Wednesday, July 11, 2007

The Blue Tent

My family has two tents. The blue tent and the orange tent. They are both 30+ years old. The orange tent is a big 'ole canvas tent. I grew up knowing that if it rained, you never touched the tent or through that one finger spot, the entire tent would become flooded. These are the tents my father went camping in as a child.

My grandmother hated camping. I'm not too clear on what the actual objection was. I have a feeling that it has something to do with the civilization level. She tried hard and if the stories are true, then the camping expeditions were something else. Rumour has it she managed to bake apple pie on a camp stove. As each child moved out of the house, they were lent the camping cooking equipment until everything was unpacked.

I am the one left holding some of the camping cooking gear. I have the cutlery. It is mixed in with my normal cutlery. No one can tell the difference. That's because it's better than most people's normal cutlery. It's Oneida.

One of my previous roommates lost some of it. I was aghast. "You don't understand, " I wailed. "I"m the first, the first, person to lose some of it. I can't give back an incomplete set. " After countless camping trips and at least three moves, I was the first one to lose spoons and forks. I haven't given it back. I'll give it back when I've completed the set again.

So when some of my friend suggested we go camping, I was apprehensive. I assumed they threw their sleeping bags down on the ground and toughed it out. In the camping spectrum, I wasn't even on the chart for the level of hardcoreness. Then I found out that they had an inflatable mattress, which they inflated via the car. Suddenly I was game, this was no more hardcore than I could deal with.

I rang up my Dad and asked to borrow the blue tent. This was Dad's boyhood tent. He had always felt that my brother and I should have done more backyard camping as children and that we never fully used the tent as we should have. He seemed surprised that I, one of his children, of my own free will wanted to use it. "Talk to your Mum."

The forecast was uncertain but rain was certain. One of my friends was unsure of the waterproofness of my tent. "Are you sure it's waterproof?" she asked full of concern. "I'll ring and ask, " I said, "but no one's ever complained in 30 years so I'm assuming it's good. If there was a problem, I would have heard about it long before now."

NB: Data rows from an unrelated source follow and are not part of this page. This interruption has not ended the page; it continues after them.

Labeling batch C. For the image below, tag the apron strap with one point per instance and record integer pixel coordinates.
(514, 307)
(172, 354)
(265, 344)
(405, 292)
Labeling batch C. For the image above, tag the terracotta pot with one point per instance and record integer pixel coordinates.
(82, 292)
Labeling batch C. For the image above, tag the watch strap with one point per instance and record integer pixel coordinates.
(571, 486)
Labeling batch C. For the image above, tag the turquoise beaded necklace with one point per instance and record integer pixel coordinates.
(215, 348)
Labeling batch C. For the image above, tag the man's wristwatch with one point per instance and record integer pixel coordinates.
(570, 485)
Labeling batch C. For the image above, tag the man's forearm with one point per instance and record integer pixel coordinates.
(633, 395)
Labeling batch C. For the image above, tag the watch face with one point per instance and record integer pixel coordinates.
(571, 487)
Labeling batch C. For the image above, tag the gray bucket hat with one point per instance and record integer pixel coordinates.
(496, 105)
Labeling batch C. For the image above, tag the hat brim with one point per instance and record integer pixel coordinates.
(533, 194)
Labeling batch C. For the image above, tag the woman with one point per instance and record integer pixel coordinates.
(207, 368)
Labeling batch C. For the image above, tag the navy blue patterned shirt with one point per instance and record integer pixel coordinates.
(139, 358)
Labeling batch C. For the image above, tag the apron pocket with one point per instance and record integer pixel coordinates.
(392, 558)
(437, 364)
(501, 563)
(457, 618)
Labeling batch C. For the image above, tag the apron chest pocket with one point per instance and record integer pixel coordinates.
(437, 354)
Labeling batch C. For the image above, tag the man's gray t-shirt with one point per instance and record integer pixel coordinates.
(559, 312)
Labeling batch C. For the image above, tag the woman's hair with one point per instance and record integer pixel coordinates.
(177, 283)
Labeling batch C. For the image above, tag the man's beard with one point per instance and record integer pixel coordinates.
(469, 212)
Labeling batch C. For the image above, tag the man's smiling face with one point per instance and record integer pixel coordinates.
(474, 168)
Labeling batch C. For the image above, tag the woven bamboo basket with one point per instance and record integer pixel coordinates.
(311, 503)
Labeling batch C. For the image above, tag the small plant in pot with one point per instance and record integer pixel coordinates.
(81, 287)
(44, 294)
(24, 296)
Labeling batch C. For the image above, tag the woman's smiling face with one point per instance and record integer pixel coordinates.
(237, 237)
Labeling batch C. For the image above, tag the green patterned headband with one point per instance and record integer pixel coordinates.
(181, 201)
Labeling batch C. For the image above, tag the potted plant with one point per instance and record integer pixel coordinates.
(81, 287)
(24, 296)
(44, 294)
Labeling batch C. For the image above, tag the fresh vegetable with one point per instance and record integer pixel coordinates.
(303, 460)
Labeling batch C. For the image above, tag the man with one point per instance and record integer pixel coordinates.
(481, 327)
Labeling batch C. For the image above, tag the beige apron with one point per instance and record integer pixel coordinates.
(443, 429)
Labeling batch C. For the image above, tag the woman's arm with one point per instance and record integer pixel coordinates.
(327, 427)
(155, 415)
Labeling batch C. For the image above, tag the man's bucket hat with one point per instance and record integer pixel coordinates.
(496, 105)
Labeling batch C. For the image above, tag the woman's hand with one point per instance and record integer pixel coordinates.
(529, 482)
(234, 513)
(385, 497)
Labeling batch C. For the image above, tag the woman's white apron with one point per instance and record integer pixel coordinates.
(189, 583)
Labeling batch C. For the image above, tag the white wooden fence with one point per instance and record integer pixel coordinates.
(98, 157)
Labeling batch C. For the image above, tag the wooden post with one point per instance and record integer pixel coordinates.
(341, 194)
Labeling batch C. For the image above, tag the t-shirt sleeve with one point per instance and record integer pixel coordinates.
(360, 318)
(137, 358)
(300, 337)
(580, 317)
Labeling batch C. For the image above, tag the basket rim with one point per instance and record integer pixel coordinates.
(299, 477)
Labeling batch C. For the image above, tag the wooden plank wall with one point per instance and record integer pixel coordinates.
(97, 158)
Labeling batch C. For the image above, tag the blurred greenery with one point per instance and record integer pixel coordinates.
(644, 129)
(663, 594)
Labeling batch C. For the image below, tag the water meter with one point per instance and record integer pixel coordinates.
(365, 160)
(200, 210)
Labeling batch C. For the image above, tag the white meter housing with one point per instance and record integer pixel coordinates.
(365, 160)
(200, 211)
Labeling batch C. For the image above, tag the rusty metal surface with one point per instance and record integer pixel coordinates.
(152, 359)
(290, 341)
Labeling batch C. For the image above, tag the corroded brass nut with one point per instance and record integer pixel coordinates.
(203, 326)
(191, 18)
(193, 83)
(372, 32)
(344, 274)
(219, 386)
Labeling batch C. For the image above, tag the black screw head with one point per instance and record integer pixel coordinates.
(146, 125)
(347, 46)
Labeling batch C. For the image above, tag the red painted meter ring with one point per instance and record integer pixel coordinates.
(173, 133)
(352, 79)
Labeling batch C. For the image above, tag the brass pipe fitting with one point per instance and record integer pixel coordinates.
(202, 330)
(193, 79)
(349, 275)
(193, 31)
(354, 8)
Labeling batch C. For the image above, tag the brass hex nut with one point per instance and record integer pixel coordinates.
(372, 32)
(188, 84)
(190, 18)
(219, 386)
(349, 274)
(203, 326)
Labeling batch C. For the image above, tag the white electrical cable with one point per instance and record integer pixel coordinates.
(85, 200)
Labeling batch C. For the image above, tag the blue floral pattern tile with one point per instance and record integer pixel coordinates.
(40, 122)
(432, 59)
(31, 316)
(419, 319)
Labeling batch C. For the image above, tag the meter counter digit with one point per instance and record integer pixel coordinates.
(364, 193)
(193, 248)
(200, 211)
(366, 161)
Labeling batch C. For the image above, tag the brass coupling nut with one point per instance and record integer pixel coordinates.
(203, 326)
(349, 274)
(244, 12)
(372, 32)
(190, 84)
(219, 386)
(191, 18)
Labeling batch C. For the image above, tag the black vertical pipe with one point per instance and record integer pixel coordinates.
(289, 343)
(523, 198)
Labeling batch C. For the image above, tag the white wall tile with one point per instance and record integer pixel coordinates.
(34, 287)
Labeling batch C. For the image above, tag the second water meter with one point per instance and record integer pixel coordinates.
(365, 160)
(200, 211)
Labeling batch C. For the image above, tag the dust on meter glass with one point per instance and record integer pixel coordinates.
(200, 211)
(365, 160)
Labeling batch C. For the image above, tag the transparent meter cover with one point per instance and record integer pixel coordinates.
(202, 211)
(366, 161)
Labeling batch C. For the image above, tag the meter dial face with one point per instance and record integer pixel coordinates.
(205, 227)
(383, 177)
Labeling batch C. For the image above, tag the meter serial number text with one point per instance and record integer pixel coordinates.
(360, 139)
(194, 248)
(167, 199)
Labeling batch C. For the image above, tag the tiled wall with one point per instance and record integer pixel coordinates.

So I had a quick conversation with my father.

"Is it water proof Dad?"

"Well, after eight hours of torrential rain it leaks."

I reported back that it was fine.

Later I was talking to my brother who passed on the news that Dad had brought up my camping trip. This was not good news. Things only come up when he's not happy. I held my breath. My brother started telling the story it seemed as though my Dad was worried about all the things Dads get worried about. Mum anticipated the problem and tried to calmed him down, "Don't worry, she'll be responsible."

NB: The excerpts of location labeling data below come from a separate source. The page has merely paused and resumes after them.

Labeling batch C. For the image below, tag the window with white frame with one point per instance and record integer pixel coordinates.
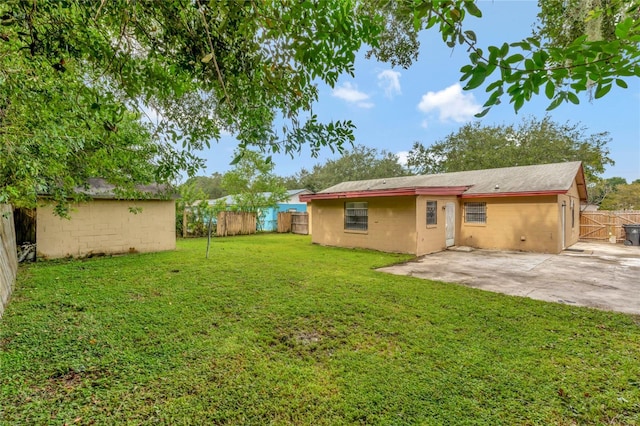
(475, 212)
(432, 212)
(356, 216)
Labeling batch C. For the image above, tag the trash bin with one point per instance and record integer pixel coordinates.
(632, 235)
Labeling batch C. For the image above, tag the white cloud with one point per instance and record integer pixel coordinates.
(451, 104)
(390, 81)
(402, 157)
(352, 95)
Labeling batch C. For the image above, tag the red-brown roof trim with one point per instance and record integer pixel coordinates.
(396, 192)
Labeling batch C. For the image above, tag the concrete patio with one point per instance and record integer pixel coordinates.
(598, 275)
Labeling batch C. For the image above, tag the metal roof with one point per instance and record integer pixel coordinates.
(543, 178)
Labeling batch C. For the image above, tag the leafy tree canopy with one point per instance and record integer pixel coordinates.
(252, 183)
(533, 141)
(360, 163)
(211, 186)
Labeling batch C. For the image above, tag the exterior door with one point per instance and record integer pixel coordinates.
(450, 224)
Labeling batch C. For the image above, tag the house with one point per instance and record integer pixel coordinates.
(107, 224)
(268, 217)
(529, 208)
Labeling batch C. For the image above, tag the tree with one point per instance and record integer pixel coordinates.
(253, 185)
(475, 147)
(358, 164)
(199, 68)
(625, 197)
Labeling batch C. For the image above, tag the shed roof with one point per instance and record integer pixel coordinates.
(539, 179)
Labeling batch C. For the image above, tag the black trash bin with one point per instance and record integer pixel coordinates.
(632, 235)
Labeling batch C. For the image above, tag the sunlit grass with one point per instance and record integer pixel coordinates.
(272, 329)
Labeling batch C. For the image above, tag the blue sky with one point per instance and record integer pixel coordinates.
(393, 108)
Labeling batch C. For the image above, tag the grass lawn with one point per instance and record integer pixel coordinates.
(271, 329)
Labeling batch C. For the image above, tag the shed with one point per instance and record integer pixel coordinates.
(108, 224)
(529, 208)
(268, 217)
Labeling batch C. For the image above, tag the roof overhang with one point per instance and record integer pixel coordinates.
(513, 194)
(396, 192)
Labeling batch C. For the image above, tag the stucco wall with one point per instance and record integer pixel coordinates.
(106, 226)
(8, 255)
(391, 224)
(431, 238)
(514, 223)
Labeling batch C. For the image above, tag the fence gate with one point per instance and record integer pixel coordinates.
(601, 225)
(300, 223)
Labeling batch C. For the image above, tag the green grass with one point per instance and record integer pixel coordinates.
(271, 329)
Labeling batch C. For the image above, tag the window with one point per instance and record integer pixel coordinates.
(475, 212)
(356, 216)
(432, 212)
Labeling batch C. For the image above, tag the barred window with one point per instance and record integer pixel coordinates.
(356, 216)
(432, 212)
(475, 212)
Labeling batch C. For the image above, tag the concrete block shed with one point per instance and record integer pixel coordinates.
(107, 224)
(528, 208)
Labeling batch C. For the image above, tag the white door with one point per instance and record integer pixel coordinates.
(563, 220)
(450, 224)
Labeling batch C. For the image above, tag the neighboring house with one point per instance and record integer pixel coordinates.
(528, 208)
(268, 218)
(106, 224)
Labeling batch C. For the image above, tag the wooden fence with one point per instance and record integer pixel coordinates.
(601, 225)
(235, 223)
(8, 255)
(294, 222)
(284, 222)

Dad looked at her in amazement, "huh?" and a pained expression came across his face. They waited for the outbreak, which wasn't long in coming.

"And Kim's friend, oh what's her name . . . "

pause and then a huge intake of air, and then full of indignation, he let it out:

"asked if MY TENT LEAKED!!"

I enjoyed telling him that the same friend had taken a picture of my tent with my camp cot. She said that she had to have a picture as she would never see that type of tent again - it was the type of thing you only saw in musuems.

"Pah." He replied.

"Oh, and it doesn't leak Dad, but things do get a bit damp."



Before it rained.

1 comment:

JuliaR said...

It looks like someone was clever enough to dig a drainage "ditch" away from the tent, so there's that bonus point. We have one of these tents only it's red and called a "three man" (only it just fits two adults), and it too is about 30 years old. My husband had it before we were married. Now, for cycle camping, we have a space age thing that weighs about 5 pounds (or is it 3?) and barely fits two people.